Peter Chanel

Saint Peter Chanel
Protomartyr of Oceania
Born (1803-07-12)12 July 1803
Montrevel-en-Bresse, Ain, France
Died 28 April 1841(1841-04-28) (aged 37)
Futuna Island
Venerated in The Catholic Church
Beatified 17 November 1889, Rome by Pope Leo XIII
Canonized 12 June 1954, Rome by Pope Pius XII
Major shrine Futuna
Feast 28 April
Attributes Gentle, Kind, Encouraging
Patronage Oceania

Saint Peter Chanel (12 July 1803 – 28 April 1841), born Pierre Louis Marie Chanel, was a Catholic priest, missionary, and martyr.

Life

Early years

Chanel was born in 1803 in the hamlet of La Potière near Cuet in the area of Belley, Ain département, France. Son of Claude-François Chanel and Marie-Anne Sibellas he was the fifth of eight children. From about the age of 7 to 12 he worked as a shepherd. The local parish priest persuaded his parents to allow Peter to attend a small school the priest had started. After some schooling at a local school Saint-Didier-d'Aussiat his piety and intelligence attracted the attention of a visiting priest from Cras, Fr. Trompier, and he was put into Church-sponsored education at Cras in the autumn of 1814. He made his first communion on 23 March 1817.[1]

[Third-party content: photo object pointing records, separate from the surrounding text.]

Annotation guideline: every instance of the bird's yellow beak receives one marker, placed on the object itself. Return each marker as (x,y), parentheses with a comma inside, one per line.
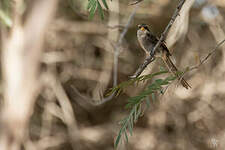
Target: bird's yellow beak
(142,29)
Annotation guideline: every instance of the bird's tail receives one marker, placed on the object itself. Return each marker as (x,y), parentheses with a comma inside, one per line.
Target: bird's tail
(173,69)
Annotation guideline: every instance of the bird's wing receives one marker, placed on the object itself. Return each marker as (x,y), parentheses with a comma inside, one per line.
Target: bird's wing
(155,39)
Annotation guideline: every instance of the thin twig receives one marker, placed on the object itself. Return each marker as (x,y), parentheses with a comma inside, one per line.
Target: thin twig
(115,68)
(150,58)
(206,57)
(135,2)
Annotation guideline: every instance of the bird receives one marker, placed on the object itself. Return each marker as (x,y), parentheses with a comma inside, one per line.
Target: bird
(148,40)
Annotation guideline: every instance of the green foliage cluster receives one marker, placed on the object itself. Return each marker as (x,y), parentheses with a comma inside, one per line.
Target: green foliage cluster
(94,5)
(135,103)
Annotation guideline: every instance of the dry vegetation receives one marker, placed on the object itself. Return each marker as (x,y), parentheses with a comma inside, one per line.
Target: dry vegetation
(57,67)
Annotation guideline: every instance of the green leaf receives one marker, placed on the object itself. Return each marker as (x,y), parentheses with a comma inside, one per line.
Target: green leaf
(162,68)
(90,4)
(93,9)
(130,128)
(147,102)
(126,136)
(100,11)
(118,138)
(105,4)
(159,81)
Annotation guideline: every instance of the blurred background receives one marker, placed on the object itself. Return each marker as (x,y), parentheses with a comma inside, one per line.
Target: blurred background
(57,67)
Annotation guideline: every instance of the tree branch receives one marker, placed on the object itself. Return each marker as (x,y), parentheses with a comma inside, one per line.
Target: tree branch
(206,57)
(150,58)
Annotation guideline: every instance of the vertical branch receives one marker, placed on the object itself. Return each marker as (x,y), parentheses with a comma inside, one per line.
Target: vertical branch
(20,64)
(150,58)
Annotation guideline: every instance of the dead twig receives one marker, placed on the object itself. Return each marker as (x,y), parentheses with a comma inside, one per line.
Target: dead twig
(115,68)
(150,58)
(206,57)
(135,2)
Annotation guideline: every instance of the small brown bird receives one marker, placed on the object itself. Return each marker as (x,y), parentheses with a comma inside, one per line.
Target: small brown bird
(148,40)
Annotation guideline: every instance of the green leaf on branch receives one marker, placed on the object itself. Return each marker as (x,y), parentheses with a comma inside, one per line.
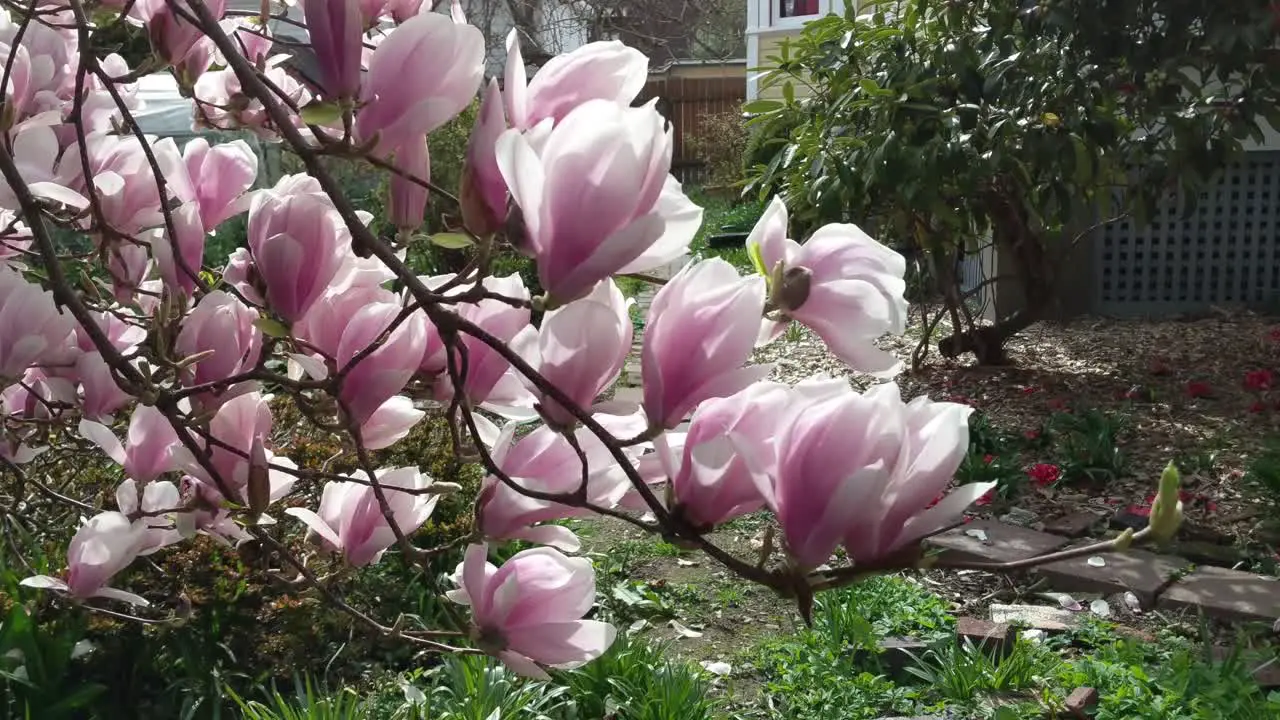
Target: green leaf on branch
(321,113)
(452,241)
(760,106)
(270,327)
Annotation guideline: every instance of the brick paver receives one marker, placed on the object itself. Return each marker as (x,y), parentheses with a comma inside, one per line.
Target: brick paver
(1226,595)
(1143,573)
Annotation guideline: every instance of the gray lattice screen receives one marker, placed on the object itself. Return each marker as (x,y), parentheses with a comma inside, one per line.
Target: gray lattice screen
(1228,251)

It was from that time that his attraction for the missions abroad began. His interest was the result of reading letters from missionaries sent back by Bishop DuBourg from America. He later said, "It was that year that I formed the idea of going to the foreign missions." In 1819 he entered the minor seminary at Meximieux where he won several awards and class prizes in Latin, Christian doctrine and speech, he went to Belley in 1823, and the major seminary at Brou in 1824.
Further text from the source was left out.